Adrenal haemorrhage associated with therapeutic Clexane and subtherapeutic warfarin
Panagiota Anna Chousou, Mansour Seidahmad, Firas Haddadin & Adrian Jennings
Adrenal haemorrhage is rarely associated with anticoagulation according to a large American series. We present 2 cases in whom there was no evidence of over anticoagulation, both of whom developed a degree of hypoadrenalism.
Case 1: A 72-year-old-male presented with severe non-pleuritic left flank pain. He had been seen the previous day with possible deep venous thrombosis (DVT) and had received a single dose of enoxaparin (1.5 mg/kg). He was tender in the left flank. Investigations confirmed pulmonary embolism and DVT, so he continued therapeutic enoxaparin. He became progressively hypotensive, hyponatraemic and hyperkalaemic 3 days after admission. A short Synacthen test confirmed hypoadrenalism (peak serum cortisol 85 nmol/l). Adrenal CT showed bilateral adrenal enlargement, compatible with haemorrhage. Extensive investigations for malignancy were negative and repeat CT 3 months later showed normal adrenals.
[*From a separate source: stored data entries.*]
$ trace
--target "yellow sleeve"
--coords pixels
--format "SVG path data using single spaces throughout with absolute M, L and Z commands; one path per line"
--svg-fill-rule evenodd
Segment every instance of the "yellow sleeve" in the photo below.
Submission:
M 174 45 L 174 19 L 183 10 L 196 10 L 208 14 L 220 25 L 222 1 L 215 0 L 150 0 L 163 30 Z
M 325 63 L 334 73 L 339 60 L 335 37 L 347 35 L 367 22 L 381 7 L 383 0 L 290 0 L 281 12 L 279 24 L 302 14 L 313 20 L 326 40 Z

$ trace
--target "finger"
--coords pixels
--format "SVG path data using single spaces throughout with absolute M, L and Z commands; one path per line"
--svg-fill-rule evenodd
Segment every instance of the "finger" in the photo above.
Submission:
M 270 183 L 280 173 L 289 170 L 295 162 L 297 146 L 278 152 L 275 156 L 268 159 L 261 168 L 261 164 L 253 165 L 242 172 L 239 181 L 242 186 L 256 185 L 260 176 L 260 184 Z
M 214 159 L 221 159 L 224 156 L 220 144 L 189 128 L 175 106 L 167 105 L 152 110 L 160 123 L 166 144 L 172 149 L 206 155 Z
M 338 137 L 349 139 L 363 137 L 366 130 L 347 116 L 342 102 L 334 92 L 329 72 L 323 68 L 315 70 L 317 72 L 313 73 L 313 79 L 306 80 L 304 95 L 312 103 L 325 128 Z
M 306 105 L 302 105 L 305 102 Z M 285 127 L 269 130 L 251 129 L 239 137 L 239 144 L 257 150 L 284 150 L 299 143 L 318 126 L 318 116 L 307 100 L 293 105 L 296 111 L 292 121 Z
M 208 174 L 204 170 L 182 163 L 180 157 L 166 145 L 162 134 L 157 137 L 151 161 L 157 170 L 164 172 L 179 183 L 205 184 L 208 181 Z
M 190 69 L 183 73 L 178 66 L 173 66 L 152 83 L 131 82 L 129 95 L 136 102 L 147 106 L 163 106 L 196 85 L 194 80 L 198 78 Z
Case 2: A 64-year-old-male presented with sudden vertigo, right loin pain and vomiting. He was taking warfarin for apical thrombus following a myocardial infarction. He was tender in the right renal angle, but haemodynamically stable. His INR was 1.8 and recent results did not show over-anticoagulation. CT scan showed bilateral adrenal enlargement and features consistent with adrenal haemorrhage, especially on the right. Investigations for underlying neoplasia were negative. Short Synacthen testing showed a suboptimal response (peak serum cortisol 524 nmol/l). Eleven months after discharge a repeat CT scan was normal apart from minor thickening in the left adrenal gland.
Adrenal haemorrhage was associated with anticoagulation in only 2% of 141 cases in a large American series collected over 25 years (197297). More recently there has been increasing use of anticoagulation so the incidence may have increased. The presentation can be non-specific so it is important to consider this diagnosis in patients with abdominal or flank pain and those with any features of hypoadrenalism.